Paper Trail

The new issue of “The Baffler” is out now; Dustin Illingworth on Gerald Murnane’s patterns


Gerald Murnane. Photo: Ian Hill

The new issue of The Baffler is out now, featuring Shamira Ibrahim on the working class, Molly Osberg on Starbuck CEO’s union-busting tactics, Dan Albert on the politics of mass transit in the US, Max Nelson on the East German writer Brigette Reiman, Charlie Lee on Halldór Laxness’s political fictions, and more. 

For Vulture, Max Pearl profiles Mexican novelist Fernanda Melchor, the author most recently of Paradais. Melchor first explored the themes she writes about while in journalism school, and her fiction is often compared to noir and true-crime. “I’m a story collector,” she tells Pearl. “A lot of what I do is go to Veracruz and listen to what people are saying. There are a million things worth writing just based on that.” For more on Paradais, read Angelo Hernandez-Sias’s recent Bookforum review

Following the leak of a Supreme Court draft opinion written by Justice Samuel Alito that repudiates Roe v. Wade, The Cut has put together a list of abortion funds to support in states where abortion access will be most vulnerable if the 1973 decision is overturned. The National Network of Abortion Funds also has a donation portal where you can make and split donations to eighty-three different funds that help people access and afford abortions. LitHub has shared an extensive public document circulating on Twitter that collects resources relevant to all fifty states. 

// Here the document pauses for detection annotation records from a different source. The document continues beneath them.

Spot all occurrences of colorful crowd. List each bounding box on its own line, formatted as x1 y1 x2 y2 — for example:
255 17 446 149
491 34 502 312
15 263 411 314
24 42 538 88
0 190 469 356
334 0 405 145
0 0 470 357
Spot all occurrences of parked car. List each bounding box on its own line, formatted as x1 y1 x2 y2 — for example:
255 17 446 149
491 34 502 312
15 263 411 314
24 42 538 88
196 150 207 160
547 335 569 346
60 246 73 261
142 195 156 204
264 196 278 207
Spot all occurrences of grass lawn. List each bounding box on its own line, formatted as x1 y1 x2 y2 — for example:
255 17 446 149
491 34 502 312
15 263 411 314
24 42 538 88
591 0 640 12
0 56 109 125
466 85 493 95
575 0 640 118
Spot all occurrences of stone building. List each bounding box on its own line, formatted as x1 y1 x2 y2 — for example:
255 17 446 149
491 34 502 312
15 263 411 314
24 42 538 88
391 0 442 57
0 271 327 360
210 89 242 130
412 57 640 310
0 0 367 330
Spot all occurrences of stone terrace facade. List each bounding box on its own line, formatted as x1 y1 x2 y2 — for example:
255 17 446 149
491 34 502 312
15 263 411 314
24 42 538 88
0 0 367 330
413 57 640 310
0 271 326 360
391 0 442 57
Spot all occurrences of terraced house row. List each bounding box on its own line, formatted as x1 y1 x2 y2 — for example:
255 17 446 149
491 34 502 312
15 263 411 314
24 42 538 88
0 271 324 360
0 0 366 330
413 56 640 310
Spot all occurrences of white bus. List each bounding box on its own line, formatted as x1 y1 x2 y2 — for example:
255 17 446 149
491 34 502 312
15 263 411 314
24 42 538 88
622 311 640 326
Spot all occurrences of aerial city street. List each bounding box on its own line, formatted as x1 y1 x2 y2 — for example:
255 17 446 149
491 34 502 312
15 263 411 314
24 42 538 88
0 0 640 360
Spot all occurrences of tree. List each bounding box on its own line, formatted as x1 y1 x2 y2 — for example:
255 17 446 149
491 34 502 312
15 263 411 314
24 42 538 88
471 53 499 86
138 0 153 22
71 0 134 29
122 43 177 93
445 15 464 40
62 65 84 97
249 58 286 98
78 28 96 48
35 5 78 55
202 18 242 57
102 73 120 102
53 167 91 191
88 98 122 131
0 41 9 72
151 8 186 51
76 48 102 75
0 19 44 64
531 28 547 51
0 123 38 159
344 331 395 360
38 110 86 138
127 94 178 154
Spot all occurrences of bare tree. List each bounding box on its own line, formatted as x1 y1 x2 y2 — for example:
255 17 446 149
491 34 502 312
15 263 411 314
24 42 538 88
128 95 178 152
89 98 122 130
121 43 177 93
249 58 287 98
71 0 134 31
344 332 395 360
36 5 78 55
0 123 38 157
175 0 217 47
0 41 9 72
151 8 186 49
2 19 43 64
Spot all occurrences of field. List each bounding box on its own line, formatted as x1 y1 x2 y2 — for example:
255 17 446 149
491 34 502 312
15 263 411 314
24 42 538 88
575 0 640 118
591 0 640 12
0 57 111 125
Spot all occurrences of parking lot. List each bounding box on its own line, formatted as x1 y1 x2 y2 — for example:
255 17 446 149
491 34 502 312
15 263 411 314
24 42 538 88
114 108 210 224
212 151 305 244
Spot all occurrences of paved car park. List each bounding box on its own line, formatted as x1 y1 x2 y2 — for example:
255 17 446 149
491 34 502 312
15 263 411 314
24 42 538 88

At the New York Times, Dustin Illingworth reviews Gerald Murnane’s biblio-memoir Last Letter to a Reader. In it, Murnane reflects on his own novels: “Perhaps his most meaningful disclosure is that of the ‘pattern’—a word that appears several times in the book’s 140 pages—which might be described as Murnane’s ultimate formalist project, one fueled by the powerfully visual component of his writing.”

Inspired by Annie Ernaux’s 1988 diaries, the Paris Review is publishing excerpts from their contributors’ diaries online. Elisa Gonzalez’s entry is up now: “I thought, No one in the world knows where I am. Why do I always return to that thought as a source of, if not happiness, then pleasure?”